Personal information
- Full name: Roberto Giacomi
- Date of birth: August 1, 1986 (age 39)
- Place of birth: Toronto, Ontario, Canada
- Height: 1.98 m (6 ft 6 in)
- Position: Goalkeeper

Youth career
- 1999–2004: Markham Lightning

Senior career*
- Years: Team / Apps / (Gls)
- 2004–2006: Rangers (Reserve) / 52 / (0)
- 2005: → Stirling Albion (loan) / 4 / (0)
- 2007: KSK Beveren / 12 / (0)
- 2008–2009: Kristiansund BK / 21 / (0)
- 2011: Averøykameratene / 26 / (0)

International career
- 2001–2005: Canada U17 / 17 / (0)

= Roberto Giacomi =

Canadian soccer player

Roberto Giacomi (born August 1, 1986) is a Canadian former professional soccer player who played as a goalkeeper.

==Career==
While with Markham Lightning he went on to win numerous tournaments and maintain the best goals against average in the league each year at the club.

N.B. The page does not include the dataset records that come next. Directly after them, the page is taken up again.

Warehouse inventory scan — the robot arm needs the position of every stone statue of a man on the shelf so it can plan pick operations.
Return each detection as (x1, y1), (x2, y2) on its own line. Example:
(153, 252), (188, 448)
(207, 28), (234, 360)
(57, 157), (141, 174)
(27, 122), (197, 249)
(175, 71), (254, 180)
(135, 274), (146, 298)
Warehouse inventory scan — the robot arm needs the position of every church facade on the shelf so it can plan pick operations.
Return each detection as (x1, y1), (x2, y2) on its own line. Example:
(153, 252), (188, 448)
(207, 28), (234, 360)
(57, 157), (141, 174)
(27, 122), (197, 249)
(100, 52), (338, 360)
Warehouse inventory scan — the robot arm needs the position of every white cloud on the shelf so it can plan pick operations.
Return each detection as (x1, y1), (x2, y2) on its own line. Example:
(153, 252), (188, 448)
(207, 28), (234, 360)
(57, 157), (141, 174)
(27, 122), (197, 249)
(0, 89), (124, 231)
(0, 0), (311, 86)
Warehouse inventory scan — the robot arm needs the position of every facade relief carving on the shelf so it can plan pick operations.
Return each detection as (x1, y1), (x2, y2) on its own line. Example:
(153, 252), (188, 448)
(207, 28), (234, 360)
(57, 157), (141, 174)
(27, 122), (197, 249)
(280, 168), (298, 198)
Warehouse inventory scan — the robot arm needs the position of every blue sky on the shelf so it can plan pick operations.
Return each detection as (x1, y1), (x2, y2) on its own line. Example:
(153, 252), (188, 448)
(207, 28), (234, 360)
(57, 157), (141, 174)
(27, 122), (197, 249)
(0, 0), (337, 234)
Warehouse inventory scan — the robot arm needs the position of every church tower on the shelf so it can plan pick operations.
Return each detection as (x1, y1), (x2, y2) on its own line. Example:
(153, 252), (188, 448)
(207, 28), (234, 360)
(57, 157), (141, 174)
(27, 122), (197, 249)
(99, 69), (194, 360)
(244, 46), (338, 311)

At this time Giacomi also established himself as the number one goalkeeper for the Ontario Soccer Association and the Canadian Soccer Association

In November 2006 Giacomi left Rangers and joined KSK Beveren in the Jupiler League in Belgium. Giacomi immediately impressed at the club becoming a fan favorite and battled for the number one position with 1st choice goalkeeper Boubacar Barry. Giacomi played 4 matches against the likes of R.S.C. Anderlecht for the club.

==International career==
Giacomi represented Canada at the FIFA U-20 World Cup in the Netherlands in 2005 in a group with Syria, Colombia and Italy. Giacomi was called up to the 2007 CONCACAF Gold Cup where the Canadian Men's Team made it to the semi-final round against USA.